I Decreti della Santa Sede avviano un processo che sarà lungo e non potrà essere concluso durante l’episcopato di Mons. Cirulli. Non bisogna illudersi. Oltre alla nomina di un unico vescovo, sarà necessario un cammino di conoscenza reciproca e una condivisione del progetto, capace di valorizzare le ricchezze di tutte le chiese locali chiamate a confluire nella futura Chiesa dell’Alto Casertano, evitando inutili competizioni, desideri di predominio e conflitti. Infatti, una diocesi non la si costruisce con i decreti, né intorno al carisma di un vescovo. Quando questo è successo, ci si è accorti che la conclusione di un episcopato ha lasciato le diocesi disorientate e con uno stuolo di “vedove” che invece di guardare al futuro rimpiangono il gerarca che è andato via.
Pertanto, occorre innanzitutto non vivere di nostalgie, di rimpianti e di sogni di ritorno al passato. Lo spopolamento e la marginalizzazione dei nostri territori realisticamente escludono e sconsigliano il rinascere di piccole realtà ecclesiali legate alle condizioni di vita del tempo che fu. Occorre quindi esercitare la virtù della speranza e guardare lontano. E prima ancora conoscersi e individuare linee pastorali comuni. È un lavoro che deve coinvolgere la base clericale e laicale, gli organismi di partecipazione, le Associazioni e i Movimenti, gli uffici di Curia….

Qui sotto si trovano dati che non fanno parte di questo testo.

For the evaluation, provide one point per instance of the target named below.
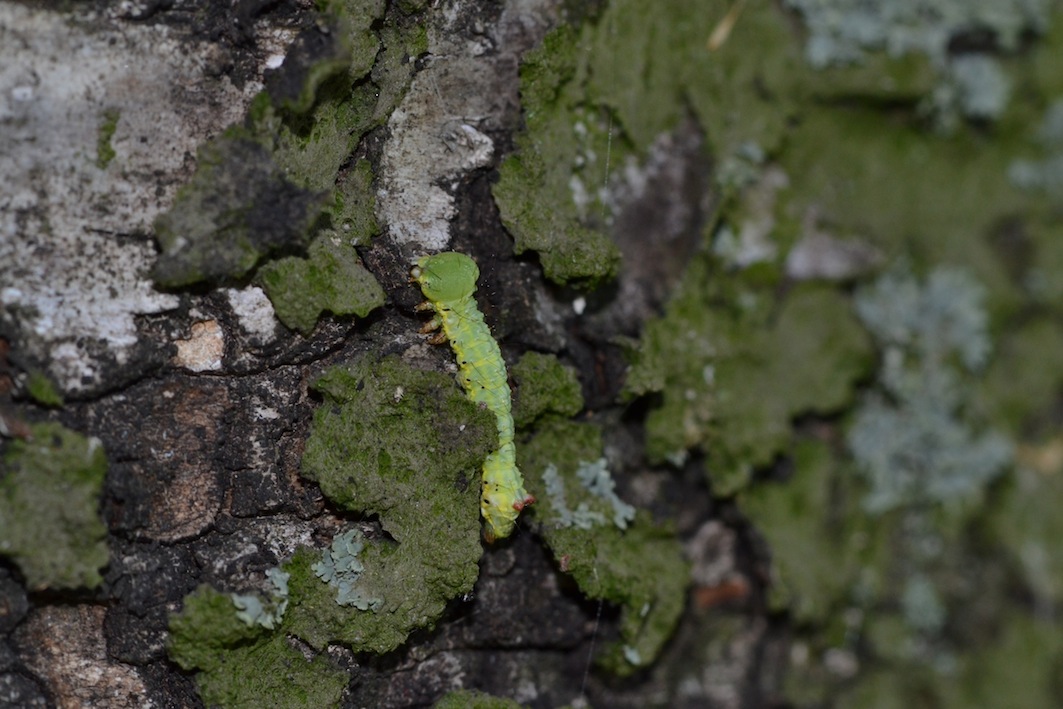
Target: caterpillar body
(449, 282)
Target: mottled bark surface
(207, 217)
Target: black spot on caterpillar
(449, 282)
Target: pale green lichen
(49, 500)
(340, 568)
(41, 389)
(911, 441)
(104, 151)
(595, 478)
(641, 569)
(253, 609)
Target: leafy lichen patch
(49, 496)
(637, 566)
(237, 208)
(404, 445)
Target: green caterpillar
(449, 282)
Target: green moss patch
(732, 372)
(543, 386)
(405, 446)
(49, 494)
(245, 665)
(331, 279)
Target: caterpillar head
(445, 276)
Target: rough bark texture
(777, 316)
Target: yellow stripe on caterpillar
(449, 283)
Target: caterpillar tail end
(499, 522)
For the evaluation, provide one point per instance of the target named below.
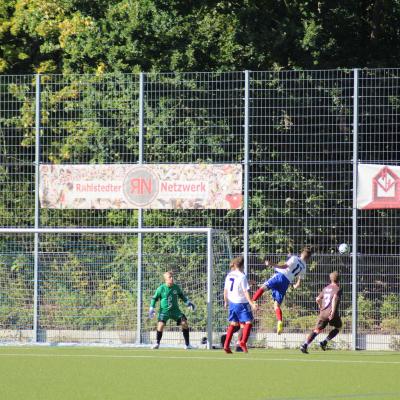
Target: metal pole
(354, 216)
(246, 172)
(37, 215)
(209, 289)
(140, 218)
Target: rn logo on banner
(378, 186)
(141, 186)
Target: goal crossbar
(200, 230)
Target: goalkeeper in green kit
(168, 294)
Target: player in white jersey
(294, 268)
(236, 294)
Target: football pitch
(59, 373)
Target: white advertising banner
(378, 186)
(152, 186)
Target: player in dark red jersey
(328, 301)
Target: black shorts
(178, 318)
(323, 322)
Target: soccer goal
(94, 285)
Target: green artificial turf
(59, 373)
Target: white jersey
(236, 284)
(296, 267)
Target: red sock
(258, 294)
(229, 334)
(246, 332)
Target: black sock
(186, 336)
(311, 337)
(332, 334)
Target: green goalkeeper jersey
(168, 297)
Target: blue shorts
(240, 312)
(278, 284)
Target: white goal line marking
(161, 357)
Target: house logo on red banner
(385, 189)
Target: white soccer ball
(344, 248)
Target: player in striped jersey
(328, 301)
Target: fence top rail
(107, 230)
(182, 73)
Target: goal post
(86, 289)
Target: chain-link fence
(299, 136)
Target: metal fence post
(37, 213)
(246, 172)
(354, 325)
(140, 217)
(209, 289)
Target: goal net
(93, 286)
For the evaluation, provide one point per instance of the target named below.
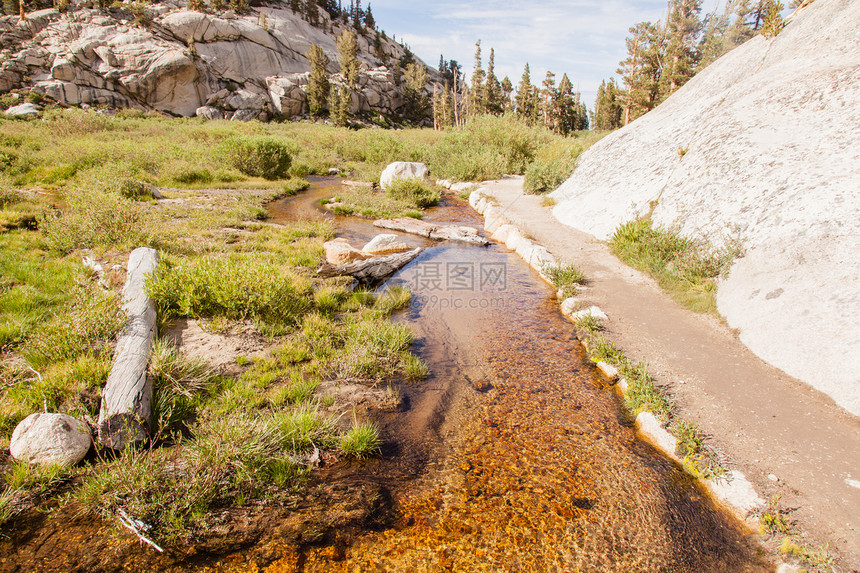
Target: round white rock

La comunione diocesana non la costruisce un vescovo onnipresente che percorre in modo forsennato le tre diocesi soltanto per presenziare manifestazioni e celebrare Sacramenti.
Inoltre, le nostre piccole chiese sono scrigni di valori, esperienze, cultura, spesso sconosciute agli stessi sacerdoti e laici che ne fano parte. Costruire una nuova realtà ecclesiale comporta quindi un intenso periodo di scambi e di conoscenza reciproca, con la volontà di far emergere il meglio. E, prima ancora, di rendimento di grazie allo Spirito che nella storia ha suscitato quelle straordinarie ricchezze di fede e di umanità.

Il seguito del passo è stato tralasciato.